Some of the most common current and historical hashing algorithms include the following:

• Message Digest 2 (MD2)—An older one-way hash function used in the privacy-enhanced mail (PEM) protocols along with MD5. It produces a 128-bit hash value for an arbitrary input. It is similar in structure to MD4 and MD5 but is slower and less secure.

• Message Digest 4 (MD4)—A one-way hash function that provides a 128-bit hash of the input message. Although faster and more secure than MD2, it also has been shown to contain vulnerabilities.

• Message Digest 5 (MD5)—An improved and redesigned version of MD4, producing a 128-bit hash.
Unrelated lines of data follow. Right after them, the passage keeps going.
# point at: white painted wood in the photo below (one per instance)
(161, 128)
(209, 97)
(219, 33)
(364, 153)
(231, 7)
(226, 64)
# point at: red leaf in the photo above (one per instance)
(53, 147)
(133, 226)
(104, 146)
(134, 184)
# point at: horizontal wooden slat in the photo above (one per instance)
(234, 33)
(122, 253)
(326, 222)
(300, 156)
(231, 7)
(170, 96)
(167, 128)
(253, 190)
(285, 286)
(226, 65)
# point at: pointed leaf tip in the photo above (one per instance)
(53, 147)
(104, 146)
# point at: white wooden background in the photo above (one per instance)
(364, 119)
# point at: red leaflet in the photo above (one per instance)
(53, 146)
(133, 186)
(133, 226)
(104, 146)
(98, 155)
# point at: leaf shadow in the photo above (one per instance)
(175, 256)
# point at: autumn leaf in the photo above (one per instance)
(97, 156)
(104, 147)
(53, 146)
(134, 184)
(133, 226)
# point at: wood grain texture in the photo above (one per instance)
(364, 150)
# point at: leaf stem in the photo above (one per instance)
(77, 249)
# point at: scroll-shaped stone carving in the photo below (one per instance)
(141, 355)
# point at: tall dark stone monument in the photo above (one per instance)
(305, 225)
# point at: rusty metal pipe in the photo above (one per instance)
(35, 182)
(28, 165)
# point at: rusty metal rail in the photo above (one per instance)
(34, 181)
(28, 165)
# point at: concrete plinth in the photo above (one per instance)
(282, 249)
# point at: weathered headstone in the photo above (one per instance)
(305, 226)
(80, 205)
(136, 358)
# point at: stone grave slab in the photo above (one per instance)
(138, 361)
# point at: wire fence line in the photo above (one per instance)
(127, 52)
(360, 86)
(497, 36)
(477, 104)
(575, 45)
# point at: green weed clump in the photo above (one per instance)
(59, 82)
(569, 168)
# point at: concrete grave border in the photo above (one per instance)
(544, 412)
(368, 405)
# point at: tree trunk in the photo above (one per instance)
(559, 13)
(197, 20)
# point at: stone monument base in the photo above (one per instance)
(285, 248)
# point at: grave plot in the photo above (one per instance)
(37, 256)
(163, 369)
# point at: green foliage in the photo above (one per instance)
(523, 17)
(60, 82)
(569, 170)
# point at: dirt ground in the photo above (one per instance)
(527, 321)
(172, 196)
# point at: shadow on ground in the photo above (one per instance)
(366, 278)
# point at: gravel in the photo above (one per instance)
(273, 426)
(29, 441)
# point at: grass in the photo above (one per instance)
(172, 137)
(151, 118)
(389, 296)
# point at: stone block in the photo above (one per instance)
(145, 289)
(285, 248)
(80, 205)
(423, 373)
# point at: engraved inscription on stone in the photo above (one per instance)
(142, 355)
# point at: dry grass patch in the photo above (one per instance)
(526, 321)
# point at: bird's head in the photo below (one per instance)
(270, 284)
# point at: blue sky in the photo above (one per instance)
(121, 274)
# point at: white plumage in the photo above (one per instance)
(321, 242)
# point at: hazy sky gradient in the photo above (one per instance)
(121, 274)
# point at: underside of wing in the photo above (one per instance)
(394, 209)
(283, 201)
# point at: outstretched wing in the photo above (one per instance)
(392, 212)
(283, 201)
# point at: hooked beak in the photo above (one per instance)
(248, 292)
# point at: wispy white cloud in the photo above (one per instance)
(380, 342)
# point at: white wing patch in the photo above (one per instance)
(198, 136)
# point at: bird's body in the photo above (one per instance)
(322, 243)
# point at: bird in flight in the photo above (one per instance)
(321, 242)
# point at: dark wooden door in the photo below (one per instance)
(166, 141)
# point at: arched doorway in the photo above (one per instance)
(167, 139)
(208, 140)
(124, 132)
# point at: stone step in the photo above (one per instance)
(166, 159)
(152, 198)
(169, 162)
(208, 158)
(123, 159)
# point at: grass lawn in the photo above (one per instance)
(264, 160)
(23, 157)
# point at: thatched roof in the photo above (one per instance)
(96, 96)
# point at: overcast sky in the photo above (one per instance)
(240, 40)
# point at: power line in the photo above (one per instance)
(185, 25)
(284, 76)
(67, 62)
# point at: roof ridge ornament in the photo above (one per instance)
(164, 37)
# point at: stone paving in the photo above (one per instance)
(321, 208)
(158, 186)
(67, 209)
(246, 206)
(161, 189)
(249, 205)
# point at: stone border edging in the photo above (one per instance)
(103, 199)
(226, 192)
MD5 is the most common cryptographic hashing algorithm in current use.

• HAVAL—A variable-length, one-way hash function and modification of MD5. HAVAL processes the messages in blocks of 1,024 bits, twice that of MD5, and is faster than MD5.
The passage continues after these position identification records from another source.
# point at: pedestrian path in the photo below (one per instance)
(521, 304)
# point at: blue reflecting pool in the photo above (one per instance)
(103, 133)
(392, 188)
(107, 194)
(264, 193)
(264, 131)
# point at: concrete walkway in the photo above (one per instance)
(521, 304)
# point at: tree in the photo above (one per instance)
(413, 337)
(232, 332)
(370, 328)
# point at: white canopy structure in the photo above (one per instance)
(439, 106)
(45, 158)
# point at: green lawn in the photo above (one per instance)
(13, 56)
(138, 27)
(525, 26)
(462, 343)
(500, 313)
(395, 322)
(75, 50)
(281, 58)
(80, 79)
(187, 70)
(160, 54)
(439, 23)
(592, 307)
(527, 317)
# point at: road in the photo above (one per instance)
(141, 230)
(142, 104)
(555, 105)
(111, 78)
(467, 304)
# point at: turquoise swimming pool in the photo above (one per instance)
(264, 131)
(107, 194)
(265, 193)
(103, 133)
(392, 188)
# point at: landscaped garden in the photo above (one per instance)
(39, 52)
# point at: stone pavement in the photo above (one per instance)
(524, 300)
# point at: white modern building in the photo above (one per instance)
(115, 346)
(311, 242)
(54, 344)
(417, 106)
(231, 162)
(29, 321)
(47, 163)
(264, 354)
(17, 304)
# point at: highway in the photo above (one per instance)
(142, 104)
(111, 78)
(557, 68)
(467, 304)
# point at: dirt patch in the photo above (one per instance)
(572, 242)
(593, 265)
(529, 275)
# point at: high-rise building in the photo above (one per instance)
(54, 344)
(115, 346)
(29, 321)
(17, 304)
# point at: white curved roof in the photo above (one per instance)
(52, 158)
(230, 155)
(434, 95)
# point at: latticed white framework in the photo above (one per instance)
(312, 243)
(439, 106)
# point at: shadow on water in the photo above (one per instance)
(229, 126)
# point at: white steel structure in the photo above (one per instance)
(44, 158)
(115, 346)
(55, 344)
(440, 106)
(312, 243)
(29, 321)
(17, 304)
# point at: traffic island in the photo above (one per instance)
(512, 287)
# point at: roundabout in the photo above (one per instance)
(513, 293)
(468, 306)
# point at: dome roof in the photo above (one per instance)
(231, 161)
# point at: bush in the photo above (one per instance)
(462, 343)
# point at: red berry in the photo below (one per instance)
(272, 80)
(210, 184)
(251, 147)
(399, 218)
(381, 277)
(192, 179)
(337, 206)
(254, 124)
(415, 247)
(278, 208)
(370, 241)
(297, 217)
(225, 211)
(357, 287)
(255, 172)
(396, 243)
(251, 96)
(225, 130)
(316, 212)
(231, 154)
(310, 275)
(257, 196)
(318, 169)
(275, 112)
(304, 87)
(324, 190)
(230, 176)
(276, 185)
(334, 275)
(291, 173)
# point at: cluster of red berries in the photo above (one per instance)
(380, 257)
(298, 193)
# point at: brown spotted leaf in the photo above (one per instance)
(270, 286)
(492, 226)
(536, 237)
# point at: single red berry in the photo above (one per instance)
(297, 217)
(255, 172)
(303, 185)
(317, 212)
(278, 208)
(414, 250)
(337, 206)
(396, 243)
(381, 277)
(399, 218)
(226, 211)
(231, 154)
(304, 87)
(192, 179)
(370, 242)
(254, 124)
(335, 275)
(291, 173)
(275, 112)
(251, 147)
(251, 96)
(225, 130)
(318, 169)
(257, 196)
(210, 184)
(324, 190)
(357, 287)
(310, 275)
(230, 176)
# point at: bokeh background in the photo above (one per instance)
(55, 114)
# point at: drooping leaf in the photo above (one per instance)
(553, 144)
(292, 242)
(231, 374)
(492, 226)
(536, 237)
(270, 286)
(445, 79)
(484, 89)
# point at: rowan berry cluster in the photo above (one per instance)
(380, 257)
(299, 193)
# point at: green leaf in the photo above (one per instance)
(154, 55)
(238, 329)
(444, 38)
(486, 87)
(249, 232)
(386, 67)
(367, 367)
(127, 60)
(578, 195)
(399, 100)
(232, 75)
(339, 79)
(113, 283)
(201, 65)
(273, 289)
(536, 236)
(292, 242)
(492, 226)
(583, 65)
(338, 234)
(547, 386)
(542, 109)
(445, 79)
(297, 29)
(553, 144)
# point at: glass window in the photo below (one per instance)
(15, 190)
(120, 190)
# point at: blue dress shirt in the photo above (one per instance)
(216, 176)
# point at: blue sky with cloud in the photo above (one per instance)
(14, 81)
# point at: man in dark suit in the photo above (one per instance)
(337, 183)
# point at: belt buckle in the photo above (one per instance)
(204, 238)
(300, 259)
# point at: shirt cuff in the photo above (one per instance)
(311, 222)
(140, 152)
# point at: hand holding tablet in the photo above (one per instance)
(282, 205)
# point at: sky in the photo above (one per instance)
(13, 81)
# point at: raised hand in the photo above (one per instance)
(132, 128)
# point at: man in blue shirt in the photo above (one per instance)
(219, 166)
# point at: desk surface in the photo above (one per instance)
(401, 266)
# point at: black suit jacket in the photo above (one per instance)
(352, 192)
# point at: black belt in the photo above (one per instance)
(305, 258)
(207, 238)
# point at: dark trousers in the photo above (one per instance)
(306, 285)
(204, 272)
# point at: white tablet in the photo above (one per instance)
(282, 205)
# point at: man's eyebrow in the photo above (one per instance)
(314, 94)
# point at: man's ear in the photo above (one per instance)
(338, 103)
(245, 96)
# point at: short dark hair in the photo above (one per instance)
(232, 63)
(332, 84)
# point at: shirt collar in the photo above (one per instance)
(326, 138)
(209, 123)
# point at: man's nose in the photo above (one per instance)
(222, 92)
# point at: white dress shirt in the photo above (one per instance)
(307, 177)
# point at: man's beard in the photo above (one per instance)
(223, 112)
• Secure Hash Algorithm-0/1 (SHA-0/1)—Provides a 160-bit fingerprint. SHA-0 and SHA-1 are no longer considered secure and are vulnerable to attacks.

• Secure Hash Algorithm-2 (SHA-2)—A group of SHA algorithms that each processes messages up to 512-bit blocks and adds padding if needed to get the data to added up to the right number of bits. SHA also includes other versions, including SHA-256 and SHA-512, which are part of the SHA-2 group.

• Secure Hash Algorithm-3 (SHA-3)—Formally known as Keccak, this algorithm was selected in 2012 as the NIST SHA-3 standard. It supports the same key lengths as SHA-2 but is far more secure.

Because the hashing process is a one-way function that produces statistically distinct output for any input, any change to the data being hashed will result in a completely different hash output. To get a better idea of how hashing works, let’s look at an extremely simple (and very insecure) hashing function. In our sample function, we add the ASCII (American Standard Code for Information Interchange) values of the first three characters of the input string, and then we subtract 96. The reason we subtract 96 is that the lowest ASCII value for printable characters is 32 (the space character), and therefore, the lowest value for a string of three spaces would be 96. By subtracting 96, we map our output values to the range of 0 to 282. TABLE 3-3 shows the results of our simple hashing algorithm. (Clearly, this algorithm is too simple to use in a real application because it encounters frequent collisions. Hashing any strings that start with the same three letters will return the same hash value. This is not desired behavior for a good hashing function.